Failure to Prevent Falls and Provide Adequate Supervision for High-Risk Residents
Penalty
Summary
The facility failed to ensure adequate supervision and implementation of effective interventions to prevent accidents and falls for two residents with cognitive impairment and a history of frequent falls. One resident with severe dementia experienced five unwitnessed falls over a period of time, with the facility failing to update or modify care plan interventions after each incident. The interventions remained limited to environmental reminders, such as signage and call bell placement, despite the resident's known tendency to self-transfer and not use the call bell. Staff interviews confirmed that the resident was impulsive, required assistance with transfers, and was becoming increasingly weak, yet no new or enhanced interventions were documented or implemented following repeated falls. On one occasion, the resident was found unresponsive, unclothed, and cold on the floor of their room after an unwitnessed fall. The resident's body temperature was unmeasurable, oxygen saturation was critically low, and they were subsequently hospitalized with hypothermia, acute respiratory failure, and septic shock, ultimately resulting in death. Staff interviews revealed that the resident was not being monitored more frequently despite illness and a history of falls, and there was no formal protocol for increased checks or rounding for high-risk residents. Documentation showed that staff were not provided with additional training or guidance following the incident, and care plans were not revised to address the ongoing risk. A second resident with moderate cognitive impairment and Parkinson's disease sustained 30 falls, 20 of which were unwitnessed, over a documented period. The care plan lacked active interventions for transfer and ambulation status, and there was no evidence of monitoring the effectiveness of interventions or modifying them as necessary. Staff interviews indicated that there was no formal rounding protocol or increased monitoring for residents with repeated falls. The facility's own policies required aggressive monitoring and intervention for high-risk residents, but these were not followed, resulting in substandard quality of care and actual harm.
Removal Plan
- Reviewed fall care plans for residents identified as having a high risk for falls.
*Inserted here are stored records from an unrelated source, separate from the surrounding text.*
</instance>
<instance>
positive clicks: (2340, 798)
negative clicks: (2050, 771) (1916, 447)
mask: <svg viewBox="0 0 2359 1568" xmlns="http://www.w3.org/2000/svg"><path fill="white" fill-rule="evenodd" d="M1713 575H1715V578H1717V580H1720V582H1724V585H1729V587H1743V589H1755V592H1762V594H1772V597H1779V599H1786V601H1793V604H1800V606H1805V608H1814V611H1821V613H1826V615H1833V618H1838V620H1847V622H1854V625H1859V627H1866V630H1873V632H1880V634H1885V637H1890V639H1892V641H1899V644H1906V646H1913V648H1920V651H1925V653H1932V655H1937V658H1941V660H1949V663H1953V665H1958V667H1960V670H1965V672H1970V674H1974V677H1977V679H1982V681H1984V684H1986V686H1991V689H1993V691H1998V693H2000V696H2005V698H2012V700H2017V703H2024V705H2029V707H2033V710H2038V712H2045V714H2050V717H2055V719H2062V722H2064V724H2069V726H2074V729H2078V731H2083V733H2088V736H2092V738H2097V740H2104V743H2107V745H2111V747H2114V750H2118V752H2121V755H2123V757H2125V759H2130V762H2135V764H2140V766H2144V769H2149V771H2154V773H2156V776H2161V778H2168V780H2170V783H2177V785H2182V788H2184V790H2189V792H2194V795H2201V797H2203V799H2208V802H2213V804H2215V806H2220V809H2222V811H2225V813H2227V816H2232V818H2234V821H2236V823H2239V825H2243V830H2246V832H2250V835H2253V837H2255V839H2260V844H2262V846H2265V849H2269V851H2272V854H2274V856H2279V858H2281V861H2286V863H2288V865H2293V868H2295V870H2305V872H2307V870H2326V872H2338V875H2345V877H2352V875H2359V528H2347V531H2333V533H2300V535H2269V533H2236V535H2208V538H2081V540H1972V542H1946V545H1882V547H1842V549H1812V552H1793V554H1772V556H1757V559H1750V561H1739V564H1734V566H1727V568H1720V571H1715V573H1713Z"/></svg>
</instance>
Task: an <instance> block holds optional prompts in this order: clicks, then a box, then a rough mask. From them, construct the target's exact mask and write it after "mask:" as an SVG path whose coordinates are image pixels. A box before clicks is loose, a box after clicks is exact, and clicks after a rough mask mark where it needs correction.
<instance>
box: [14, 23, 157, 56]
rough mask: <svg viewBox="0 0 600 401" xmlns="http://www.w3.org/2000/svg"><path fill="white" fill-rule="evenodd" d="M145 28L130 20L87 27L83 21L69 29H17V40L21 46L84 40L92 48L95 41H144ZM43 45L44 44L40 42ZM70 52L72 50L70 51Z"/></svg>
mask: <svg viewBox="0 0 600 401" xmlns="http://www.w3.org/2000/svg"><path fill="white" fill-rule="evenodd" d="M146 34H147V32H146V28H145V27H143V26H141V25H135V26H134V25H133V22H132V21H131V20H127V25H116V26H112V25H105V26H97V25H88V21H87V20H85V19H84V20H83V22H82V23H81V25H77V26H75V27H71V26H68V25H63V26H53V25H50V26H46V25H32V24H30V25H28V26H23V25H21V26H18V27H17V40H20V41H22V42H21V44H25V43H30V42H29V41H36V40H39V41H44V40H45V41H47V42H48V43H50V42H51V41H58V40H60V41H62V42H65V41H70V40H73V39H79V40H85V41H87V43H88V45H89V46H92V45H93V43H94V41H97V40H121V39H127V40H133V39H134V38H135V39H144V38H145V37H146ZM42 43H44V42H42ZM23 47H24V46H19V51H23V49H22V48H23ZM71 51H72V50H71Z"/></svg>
- Reviewed care Kardex for residents identified as having a high risk for falls.
- Educated staff on the systematic changes and policy review (accidents and incidents prevention, investigation, hourly checks, communicating to the emergency management system and hospital system).
- Educated all active employees on these systemic changes and policy reviews.
- Ensured no staff reported to active duty without having this education.
- Held a Quality Assurance Performance Improvement meeting.
- Educated Certified Nurse Aides, Licensed Practical Nurses, and Registered Nurses regarding the new policy involving hourly checks for residents identified as increased risk for falling.
- Certified Nursing Assistants documented completion of hourly checks for the identified residents in a binder at the nursing station.
- Nursing staff verified completion of this task at shift completion.
- All staff interviewed verbalized understanding of the new policy and procedures involving hourly rounding on residents identified as having a high risk for falls.